Hospital acquired infection
There is an increasing problem with hospital acquired infection in these days and times. Currently (2002) it is estimated that 786,000 infections a year result from hospital stays. Of all surgeries perfomed, 2.3 percent result in infection, and colorectal surgery is as high as 11.3 percent. While it is estimated that approximately 40 to 60 percent of these infections can be prevented through proper surgical preparation and procedures it nonetheless is a staggering epidemic.
The problem with the acquired infections is that the nature of the bacteria is so resistant to antibiotics that it is often unsure as to whether drugs have the ability to control the infection. These germs are becoming more and more resilient due to repeated applicaton of antibiotics and drugs that actually cause the bacteria to gain strength.

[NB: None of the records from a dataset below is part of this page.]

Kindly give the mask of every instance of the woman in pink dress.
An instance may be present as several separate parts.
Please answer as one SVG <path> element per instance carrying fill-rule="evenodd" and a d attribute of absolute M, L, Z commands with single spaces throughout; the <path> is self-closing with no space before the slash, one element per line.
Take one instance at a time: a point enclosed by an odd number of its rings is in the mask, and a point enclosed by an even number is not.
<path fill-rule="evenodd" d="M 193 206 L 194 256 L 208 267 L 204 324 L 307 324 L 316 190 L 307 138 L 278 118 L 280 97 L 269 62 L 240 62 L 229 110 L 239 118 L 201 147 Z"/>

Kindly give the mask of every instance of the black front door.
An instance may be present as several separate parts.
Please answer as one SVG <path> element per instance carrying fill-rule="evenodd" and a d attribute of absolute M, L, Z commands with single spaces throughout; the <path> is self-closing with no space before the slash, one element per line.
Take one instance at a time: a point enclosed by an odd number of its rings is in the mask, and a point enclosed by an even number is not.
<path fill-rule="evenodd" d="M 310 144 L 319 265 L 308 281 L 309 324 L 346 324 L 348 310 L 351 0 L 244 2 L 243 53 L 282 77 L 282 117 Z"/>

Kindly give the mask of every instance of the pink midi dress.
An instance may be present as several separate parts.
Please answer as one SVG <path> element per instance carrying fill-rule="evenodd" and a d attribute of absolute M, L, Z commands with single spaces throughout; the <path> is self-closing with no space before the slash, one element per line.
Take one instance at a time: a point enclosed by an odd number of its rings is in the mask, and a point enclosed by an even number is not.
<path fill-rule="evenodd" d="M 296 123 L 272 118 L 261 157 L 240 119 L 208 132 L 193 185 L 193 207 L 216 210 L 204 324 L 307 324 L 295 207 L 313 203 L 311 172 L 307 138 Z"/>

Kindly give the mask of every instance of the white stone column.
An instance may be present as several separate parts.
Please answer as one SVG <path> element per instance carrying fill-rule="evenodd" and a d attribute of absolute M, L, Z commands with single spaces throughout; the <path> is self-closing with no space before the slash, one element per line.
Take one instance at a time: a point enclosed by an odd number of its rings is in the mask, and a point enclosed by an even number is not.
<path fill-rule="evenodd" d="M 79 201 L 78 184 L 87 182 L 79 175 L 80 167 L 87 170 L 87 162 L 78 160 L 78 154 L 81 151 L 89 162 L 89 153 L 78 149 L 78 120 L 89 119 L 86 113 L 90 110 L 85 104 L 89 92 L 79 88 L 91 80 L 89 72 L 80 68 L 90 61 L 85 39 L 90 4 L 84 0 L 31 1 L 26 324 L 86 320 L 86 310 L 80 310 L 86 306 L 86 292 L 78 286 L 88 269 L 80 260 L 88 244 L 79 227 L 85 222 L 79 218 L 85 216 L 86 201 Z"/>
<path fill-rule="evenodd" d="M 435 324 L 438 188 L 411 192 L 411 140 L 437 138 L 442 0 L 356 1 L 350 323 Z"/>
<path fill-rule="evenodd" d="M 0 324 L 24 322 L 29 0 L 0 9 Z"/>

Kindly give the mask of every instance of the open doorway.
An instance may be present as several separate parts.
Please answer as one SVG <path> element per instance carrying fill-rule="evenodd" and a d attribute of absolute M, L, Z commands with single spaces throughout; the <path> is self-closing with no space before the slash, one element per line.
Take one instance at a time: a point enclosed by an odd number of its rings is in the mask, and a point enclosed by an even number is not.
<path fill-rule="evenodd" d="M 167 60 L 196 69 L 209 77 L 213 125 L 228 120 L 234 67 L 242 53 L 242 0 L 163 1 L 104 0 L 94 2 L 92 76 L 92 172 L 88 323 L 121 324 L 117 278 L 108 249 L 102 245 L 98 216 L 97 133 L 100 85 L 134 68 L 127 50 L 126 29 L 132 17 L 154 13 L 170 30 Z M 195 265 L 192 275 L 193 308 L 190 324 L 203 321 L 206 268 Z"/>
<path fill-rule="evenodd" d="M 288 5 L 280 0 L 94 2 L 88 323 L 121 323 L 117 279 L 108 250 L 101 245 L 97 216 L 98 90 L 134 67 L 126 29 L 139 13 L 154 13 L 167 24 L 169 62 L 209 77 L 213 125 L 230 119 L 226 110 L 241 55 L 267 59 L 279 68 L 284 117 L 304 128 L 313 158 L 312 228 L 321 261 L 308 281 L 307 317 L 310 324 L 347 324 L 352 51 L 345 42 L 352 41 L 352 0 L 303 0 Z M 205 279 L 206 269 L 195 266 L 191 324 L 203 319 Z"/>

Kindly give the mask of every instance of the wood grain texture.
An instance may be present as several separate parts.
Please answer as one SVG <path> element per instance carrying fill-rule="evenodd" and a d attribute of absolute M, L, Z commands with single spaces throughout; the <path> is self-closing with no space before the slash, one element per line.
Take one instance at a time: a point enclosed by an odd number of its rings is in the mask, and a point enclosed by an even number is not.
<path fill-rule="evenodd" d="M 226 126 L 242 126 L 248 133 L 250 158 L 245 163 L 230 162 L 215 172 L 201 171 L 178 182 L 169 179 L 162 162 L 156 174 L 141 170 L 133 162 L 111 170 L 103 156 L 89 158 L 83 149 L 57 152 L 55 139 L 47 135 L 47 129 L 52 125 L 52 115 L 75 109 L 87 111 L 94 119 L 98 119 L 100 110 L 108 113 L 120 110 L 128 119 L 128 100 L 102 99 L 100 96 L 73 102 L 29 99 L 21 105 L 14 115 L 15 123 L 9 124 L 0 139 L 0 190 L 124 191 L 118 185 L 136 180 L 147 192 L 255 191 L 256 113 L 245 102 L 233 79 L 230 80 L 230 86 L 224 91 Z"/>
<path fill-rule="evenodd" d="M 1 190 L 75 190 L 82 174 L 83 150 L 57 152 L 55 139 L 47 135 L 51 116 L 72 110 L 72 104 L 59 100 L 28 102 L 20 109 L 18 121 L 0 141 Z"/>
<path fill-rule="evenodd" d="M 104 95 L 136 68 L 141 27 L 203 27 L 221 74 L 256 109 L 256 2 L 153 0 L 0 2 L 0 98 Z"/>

For this reason the strongest bacteria in the world are found in the hospital settings, and thus the hospital becomes a dangerous place to be, especially for the compromised immune system.

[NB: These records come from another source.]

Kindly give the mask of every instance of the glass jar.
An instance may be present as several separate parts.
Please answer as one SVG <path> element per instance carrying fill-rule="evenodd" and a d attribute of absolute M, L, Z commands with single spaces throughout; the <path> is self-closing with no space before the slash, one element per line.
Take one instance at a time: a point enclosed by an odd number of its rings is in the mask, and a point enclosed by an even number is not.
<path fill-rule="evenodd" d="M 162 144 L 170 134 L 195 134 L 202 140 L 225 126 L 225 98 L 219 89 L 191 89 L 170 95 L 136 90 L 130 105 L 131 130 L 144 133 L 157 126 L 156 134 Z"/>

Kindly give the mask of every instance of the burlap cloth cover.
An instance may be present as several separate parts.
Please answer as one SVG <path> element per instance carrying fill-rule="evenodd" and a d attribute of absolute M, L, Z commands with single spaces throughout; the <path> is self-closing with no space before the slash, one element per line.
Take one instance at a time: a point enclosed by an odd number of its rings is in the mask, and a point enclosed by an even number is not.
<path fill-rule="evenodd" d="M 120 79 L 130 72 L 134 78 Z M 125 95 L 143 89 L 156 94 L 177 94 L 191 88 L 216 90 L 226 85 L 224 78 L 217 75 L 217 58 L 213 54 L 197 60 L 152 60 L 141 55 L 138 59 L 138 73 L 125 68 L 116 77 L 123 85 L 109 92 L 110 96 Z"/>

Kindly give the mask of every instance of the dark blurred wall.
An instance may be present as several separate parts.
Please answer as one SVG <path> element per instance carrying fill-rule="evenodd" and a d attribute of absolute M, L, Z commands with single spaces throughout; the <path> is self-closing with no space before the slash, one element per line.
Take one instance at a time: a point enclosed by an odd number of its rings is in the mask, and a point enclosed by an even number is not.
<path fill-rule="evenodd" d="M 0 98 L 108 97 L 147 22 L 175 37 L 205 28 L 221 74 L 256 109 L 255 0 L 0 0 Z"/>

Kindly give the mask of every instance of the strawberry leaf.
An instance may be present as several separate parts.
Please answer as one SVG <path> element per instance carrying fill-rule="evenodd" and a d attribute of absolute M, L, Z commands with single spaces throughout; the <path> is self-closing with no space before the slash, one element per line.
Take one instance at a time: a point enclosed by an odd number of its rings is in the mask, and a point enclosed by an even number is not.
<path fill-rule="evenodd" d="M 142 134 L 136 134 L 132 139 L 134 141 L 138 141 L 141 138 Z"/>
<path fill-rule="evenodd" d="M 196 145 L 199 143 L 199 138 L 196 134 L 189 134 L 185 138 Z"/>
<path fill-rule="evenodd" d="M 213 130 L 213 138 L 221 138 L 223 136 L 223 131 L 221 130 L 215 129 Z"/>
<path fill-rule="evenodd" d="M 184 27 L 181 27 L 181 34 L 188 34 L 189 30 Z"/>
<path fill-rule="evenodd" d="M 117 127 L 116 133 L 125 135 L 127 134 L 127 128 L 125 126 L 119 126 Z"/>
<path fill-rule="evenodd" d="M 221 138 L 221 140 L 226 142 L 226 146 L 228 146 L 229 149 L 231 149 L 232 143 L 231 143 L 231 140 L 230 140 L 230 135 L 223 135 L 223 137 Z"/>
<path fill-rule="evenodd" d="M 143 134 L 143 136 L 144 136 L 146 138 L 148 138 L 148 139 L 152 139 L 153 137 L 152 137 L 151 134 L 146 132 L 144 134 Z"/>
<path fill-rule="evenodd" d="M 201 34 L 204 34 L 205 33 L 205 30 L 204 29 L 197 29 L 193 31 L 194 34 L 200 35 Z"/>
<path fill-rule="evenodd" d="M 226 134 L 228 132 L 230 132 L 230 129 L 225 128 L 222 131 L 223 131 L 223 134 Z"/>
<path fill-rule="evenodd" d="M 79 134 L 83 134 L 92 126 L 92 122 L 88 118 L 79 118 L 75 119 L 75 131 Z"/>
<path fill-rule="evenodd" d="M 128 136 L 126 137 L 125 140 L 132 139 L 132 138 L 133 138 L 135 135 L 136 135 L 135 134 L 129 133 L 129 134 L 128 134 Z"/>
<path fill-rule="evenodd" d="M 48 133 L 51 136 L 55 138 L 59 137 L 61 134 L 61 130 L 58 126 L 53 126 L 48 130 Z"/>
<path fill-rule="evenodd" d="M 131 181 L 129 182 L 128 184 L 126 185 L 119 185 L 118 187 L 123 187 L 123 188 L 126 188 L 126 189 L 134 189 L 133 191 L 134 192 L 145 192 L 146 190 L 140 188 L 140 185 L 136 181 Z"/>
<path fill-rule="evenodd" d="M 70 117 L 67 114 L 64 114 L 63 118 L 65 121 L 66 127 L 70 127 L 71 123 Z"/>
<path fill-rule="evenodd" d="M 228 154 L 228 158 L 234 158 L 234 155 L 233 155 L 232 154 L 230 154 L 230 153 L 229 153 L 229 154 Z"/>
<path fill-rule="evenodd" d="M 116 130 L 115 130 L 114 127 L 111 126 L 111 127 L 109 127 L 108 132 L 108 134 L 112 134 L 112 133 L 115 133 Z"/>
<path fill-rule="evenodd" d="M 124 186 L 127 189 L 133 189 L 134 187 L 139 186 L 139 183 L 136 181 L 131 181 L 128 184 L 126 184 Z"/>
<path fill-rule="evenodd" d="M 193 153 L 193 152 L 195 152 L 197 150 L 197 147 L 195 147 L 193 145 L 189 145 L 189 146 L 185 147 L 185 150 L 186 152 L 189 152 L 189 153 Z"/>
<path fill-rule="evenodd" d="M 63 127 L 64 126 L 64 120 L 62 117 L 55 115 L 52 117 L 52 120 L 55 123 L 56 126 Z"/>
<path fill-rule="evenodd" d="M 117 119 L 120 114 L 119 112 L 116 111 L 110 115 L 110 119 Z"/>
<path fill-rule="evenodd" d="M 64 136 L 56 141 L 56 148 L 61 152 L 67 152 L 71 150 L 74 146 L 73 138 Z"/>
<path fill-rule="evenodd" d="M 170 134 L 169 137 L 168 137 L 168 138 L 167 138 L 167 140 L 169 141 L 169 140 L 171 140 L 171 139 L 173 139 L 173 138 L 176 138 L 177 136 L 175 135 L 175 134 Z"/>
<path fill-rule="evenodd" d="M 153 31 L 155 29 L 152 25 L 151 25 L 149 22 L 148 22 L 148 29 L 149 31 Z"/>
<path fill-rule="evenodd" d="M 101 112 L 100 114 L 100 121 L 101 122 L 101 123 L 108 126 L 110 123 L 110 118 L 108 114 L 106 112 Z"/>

While antibiotics struggle and strain, and oftentimes fail to address the virility of these hospital acquired infections (super germs), the healthy immune system may still provide control. Eventually the immune system can be up-regulated to the point where it can identify and figure out the structure of the super germs,and then the infection begins to resolve. Indeed it is becoming important to prepare the immune system for a hospital stay to to assist it in recovering from hospitalization. It is more and more obvious that modern drug medicine can be assisted by complementary holistic approaches including nutrition and herbs so that the immune system may be bolstered in its ability to prevent and control exposure to these germs.

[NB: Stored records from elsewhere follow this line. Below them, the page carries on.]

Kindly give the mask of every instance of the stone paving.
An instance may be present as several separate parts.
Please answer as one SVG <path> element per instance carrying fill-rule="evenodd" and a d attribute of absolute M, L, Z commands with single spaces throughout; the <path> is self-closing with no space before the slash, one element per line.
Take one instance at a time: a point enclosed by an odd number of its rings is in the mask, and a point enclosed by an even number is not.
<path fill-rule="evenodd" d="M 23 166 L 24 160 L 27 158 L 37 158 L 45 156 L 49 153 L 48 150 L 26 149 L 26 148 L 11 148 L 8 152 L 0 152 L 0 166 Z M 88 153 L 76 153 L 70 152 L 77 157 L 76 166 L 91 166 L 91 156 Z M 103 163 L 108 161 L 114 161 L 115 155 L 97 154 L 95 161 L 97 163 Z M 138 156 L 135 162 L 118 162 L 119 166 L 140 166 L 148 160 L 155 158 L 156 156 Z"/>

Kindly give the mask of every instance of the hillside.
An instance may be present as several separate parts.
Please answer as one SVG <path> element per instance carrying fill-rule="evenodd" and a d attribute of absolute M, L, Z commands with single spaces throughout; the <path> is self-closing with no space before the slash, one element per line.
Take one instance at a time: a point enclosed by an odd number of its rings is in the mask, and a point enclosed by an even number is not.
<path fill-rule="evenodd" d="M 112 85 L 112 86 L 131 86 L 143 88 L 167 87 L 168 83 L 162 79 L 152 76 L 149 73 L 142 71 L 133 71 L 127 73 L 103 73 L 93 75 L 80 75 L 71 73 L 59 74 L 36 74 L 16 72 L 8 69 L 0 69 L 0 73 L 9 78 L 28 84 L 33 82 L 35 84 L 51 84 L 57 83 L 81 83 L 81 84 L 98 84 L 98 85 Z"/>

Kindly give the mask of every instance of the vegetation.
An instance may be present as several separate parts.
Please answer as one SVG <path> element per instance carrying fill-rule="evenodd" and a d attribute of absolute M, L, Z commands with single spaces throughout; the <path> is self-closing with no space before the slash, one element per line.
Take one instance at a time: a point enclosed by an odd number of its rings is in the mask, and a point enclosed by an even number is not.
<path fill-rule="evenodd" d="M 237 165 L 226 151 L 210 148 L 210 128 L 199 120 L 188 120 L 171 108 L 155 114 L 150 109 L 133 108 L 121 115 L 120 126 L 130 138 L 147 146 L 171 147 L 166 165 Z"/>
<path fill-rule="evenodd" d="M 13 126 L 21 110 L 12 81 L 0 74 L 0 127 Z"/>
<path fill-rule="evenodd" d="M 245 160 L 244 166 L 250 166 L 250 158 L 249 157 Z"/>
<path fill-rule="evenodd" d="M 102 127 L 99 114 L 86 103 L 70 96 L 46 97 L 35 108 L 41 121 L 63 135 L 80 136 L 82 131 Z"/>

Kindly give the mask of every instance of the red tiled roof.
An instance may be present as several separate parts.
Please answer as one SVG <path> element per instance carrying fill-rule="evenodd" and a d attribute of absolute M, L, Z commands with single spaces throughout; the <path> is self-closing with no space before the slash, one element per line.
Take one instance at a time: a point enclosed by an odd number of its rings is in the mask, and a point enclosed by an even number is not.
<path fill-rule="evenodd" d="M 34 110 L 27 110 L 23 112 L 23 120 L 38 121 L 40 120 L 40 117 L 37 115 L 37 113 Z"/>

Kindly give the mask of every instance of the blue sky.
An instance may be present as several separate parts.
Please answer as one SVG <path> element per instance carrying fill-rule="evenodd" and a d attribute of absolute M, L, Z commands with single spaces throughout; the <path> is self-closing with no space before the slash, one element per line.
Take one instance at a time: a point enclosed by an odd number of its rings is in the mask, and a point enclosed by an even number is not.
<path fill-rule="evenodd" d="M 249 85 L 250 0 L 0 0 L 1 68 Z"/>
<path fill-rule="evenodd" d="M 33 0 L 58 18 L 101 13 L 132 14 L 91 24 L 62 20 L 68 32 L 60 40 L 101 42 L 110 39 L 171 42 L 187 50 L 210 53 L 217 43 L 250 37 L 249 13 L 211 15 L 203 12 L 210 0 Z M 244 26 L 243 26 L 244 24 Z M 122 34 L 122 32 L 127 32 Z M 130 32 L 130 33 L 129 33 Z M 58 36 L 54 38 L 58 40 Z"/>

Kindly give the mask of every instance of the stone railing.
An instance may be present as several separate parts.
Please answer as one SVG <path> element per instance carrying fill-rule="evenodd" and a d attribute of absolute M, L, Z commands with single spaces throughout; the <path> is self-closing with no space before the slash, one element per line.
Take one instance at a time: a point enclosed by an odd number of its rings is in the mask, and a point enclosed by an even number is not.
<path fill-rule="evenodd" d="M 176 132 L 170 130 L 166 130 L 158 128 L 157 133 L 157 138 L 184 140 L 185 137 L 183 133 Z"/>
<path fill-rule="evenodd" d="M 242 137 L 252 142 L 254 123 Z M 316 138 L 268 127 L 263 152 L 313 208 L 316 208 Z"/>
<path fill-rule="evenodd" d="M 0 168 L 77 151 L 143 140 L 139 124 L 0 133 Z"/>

If infection does occur it is essential to immediately begin supporting immune cell production, while at the same time utilizing modern medical therapy (antibiotics). Many people undergo multiple rounds of antibiotics before they begin to employ other methods of strengthening the immune system. This is a mistake and is sometimes fatal. If an individual acquires a hospital acquired super germ infection it is essential that all manner of support be provided as soon as possible. Indeed the application of new antibiotics is sometimes seriously immune depressing while at the same time toxic to the body.
It is possible to overcome hospital acquired infection and ultimately you must encourage the immune system to be capable of identifying and reducing the super germs.